Stocks Open Sharply Higher as Global Markets Rebound

U.S. stocks opened sharply higher on Tuesday, as global markets extended gains after Beijing cut interest rates on the heels of another sharp drop in China’s shares. The Dow Jones Industrial Average lately advanced 351.36 points, or 2.21%, to 16,222.71. The S&P 500 rose 39.19 points, or 2.07%, to 1,932.40. The Nasdaq rose 110.91 points, or 2.45%, to 4,637.15.

China’s central bank on Tuesday cut its benchmark interest rate and freed banks to lend more, the latest signs of the government’s growing distress over slumping stocks and slowing economic growth. The People’s Bank of China (PBOC) said it was cutting the one-year benchmark bank lending rate by 25 basis points to 4.6 percent, cutting one-year benchmark deposit rates by the same amount, and reducing reserve requirements (RRR) by 50 basis points to 18 percent for most big banks.
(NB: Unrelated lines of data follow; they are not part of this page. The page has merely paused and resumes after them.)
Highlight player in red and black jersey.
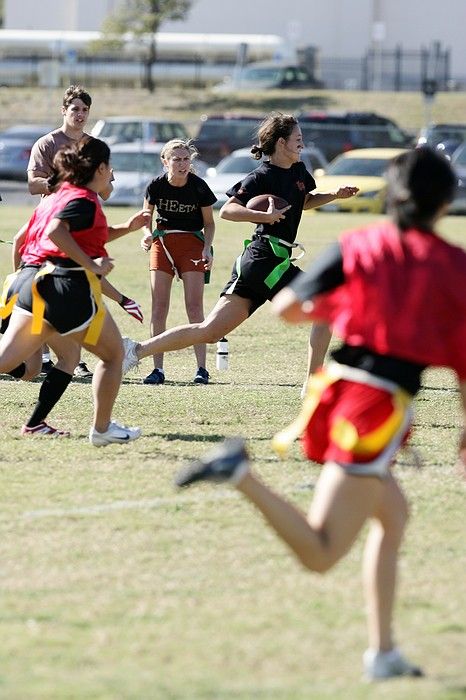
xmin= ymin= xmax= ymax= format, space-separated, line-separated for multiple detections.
xmin=0 ymin=137 xmax=150 ymax=444
xmin=175 ymin=147 xmax=464 ymax=680
xmin=122 ymin=114 xmax=357 ymax=373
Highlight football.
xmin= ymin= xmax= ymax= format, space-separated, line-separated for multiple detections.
xmin=246 ymin=194 xmax=289 ymax=212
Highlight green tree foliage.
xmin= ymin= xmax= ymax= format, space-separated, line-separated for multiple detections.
xmin=98 ymin=0 xmax=192 ymax=92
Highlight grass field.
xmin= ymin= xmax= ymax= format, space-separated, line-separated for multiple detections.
xmin=0 ymin=206 xmax=465 ymax=699
xmin=1 ymin=85 xmax=466 ymax=136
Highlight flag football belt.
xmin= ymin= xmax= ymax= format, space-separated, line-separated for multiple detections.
xmin=272 ymin=361 xmax=412 ymax=458
xmin=30 ymin=261 xmax=105 ymax=345
xmin=152 ymin=229 xmax=212 ymax=283
xmin=237 ymin=234 xmax=305 ymax=290
xmin=0 ymin=270 xmax=20 ymax=320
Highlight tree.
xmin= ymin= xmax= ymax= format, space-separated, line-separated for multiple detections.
xmin=100 ymin=0 xmax=192 ymax=92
U.S. single-family home prices rose a tad faster from a year ago in June, suggesting resilience in the housing sector as the Federal Reserve has stuck to a near-zero interest rate policy, a closely watched survey said on Tuesday. The S&P/Case Shiller composite index of 20 metropolitan areas in June gained 5.0 percent year over year, a bit quicker than the 4.9 percent rate in May.

Oil bounced back from heavy losses on Tuesday but global oversupply and worries about the severity of the economic slowdown in China, the world’s top commodity consumer, kept prices near 6-1/2-year lows. U.S. crude, also known at West Texas Intermediate or WTI, was up $1.40 at $39.64 a barrel by 1220 British time, while Brent was up $1.50 at $44.19.